Das gleiche gilt für das Outsourcing. Outsourcing muss nicht bestehende Arbeit ersetzen, Outsourcing ist nicht nur eine Konkurrenz zu hiesiger Arbeit. Sinnvoll eingesetzt führen Auslagerungen nicht nur zu tieferen Kosten, sondern im Endeffekt zu besseren Dienstleistungen und Produkten, zu höherer Kaufkraft und höherer Beschäftigung. Ich wage mir gar nicht vorzustellen, wieviel wir für ein iPhone bezahlen müssten, wenn dieses hier in der Schweiz zusammengeschraubt werden würde. Und jeder von uns ist froh, dass er diese Arbeit nicht verrichten muss. Stattdessen gibt es Jobs in Telekommunikationsfirmen mit hoher Wertschöpfung hier in der Schweiz, weil sich die Konsumenten eben ein solches iPhone leisten können.
Win-Win-Win-Win-Win-Win-Situation
Ich kann hier ein konkretes Beispiel einer Dienstleistung nennen, das schön aufzeigt, wie ein gut durchdachtes Outsourcing zu einer Win-Win-Win-Win-Win-Win-Situation führen kann: Ein Schweizer Anbieter von Firmengründungen führte als Einzelunternehmer seine Firma. Die Personalrekrutierung in der Schweiz ist für ihn schwierig, da er sich in einer Randregion befindet. Durch das Outsourcing der Back-Office-Tätigkeiten an uns konnte er nicht nur seine Profitabilität steigern, sondern auch sein Geschäftsvolumen stark ausbauen, da er nun mehr Zeit für Kundenakquisition und Business Development einsetzen kann.

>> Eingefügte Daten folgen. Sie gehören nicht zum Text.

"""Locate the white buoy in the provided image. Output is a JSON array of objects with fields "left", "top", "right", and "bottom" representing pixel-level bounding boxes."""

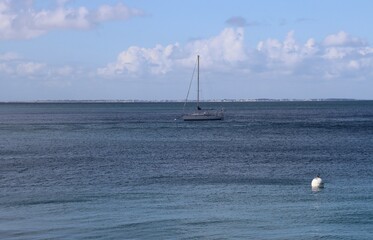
[{"left": 311, "top": 175, "right": 324, "bottom": 188}]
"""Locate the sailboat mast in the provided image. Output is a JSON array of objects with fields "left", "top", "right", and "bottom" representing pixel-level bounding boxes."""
[{"left": 197, "top": 55, "right": 200, "bottom": 110}]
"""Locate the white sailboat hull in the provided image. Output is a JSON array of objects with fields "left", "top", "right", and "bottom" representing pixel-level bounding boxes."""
[{"left": 183, "top": 110, "right": 224, "bottom": 121}]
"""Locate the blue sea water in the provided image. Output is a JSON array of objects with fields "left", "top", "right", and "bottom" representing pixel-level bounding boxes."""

Unterdessen hat sich das Business so stark weiterentwickelt, dass er sogar in der Schweiz Personal sucht, das Koordinationsfunktionen übernimmt und so den wachsenden Arbeitsbedarf stillen kann. Überdies profitieren seine Kunden von tieferen Tarifen für Unternehmensgründungen.
Gewonnen haben also:
- Er als Unternehmer (höhere Marge und mehr Umsatz).
- Seine neuen Mitarbeiter in der Schweiz, die eine spannende und qualifizierte Arbeit ausüben können.
- Seine Kunden in der Schweiz durch tiefere Preise.
- Die Mitarbeiter am Outsourcing-Standort, die eine für hiesige Verhältnisse gut bezahlte und spannende Arbeit haben.
- Der Schweizer Staat (via höhere Steuern und mehr Unternehmensgründungen), aber auch der Staat des Service Center Standorts.
Verlierer in diesem Beispiel sind eventuell die Konkurrenten dieses Unternehmers und allenfalls die Entwicklungshilfe. Beides ist verschmerzbar, denn eine Reduktion von Bürokratiekosten (hier Unternehmensgründungsadministration) ist ein Gewinn für die Gesellschaft und bei der Entwicklungshilfe sind wir doch auch froh, wenn es sie nicht mehr braucht. All diese Leute können nun sinnstiftende Tätigkeiten übernehmen, beispielsweise im Spital neben dem Operationsassistenten in der Pflege mithelfen und dort für mehr Menschlichkeit sorgen (siehe oben). Damit hätten wir noch ein weiteres „Win“, der Patient.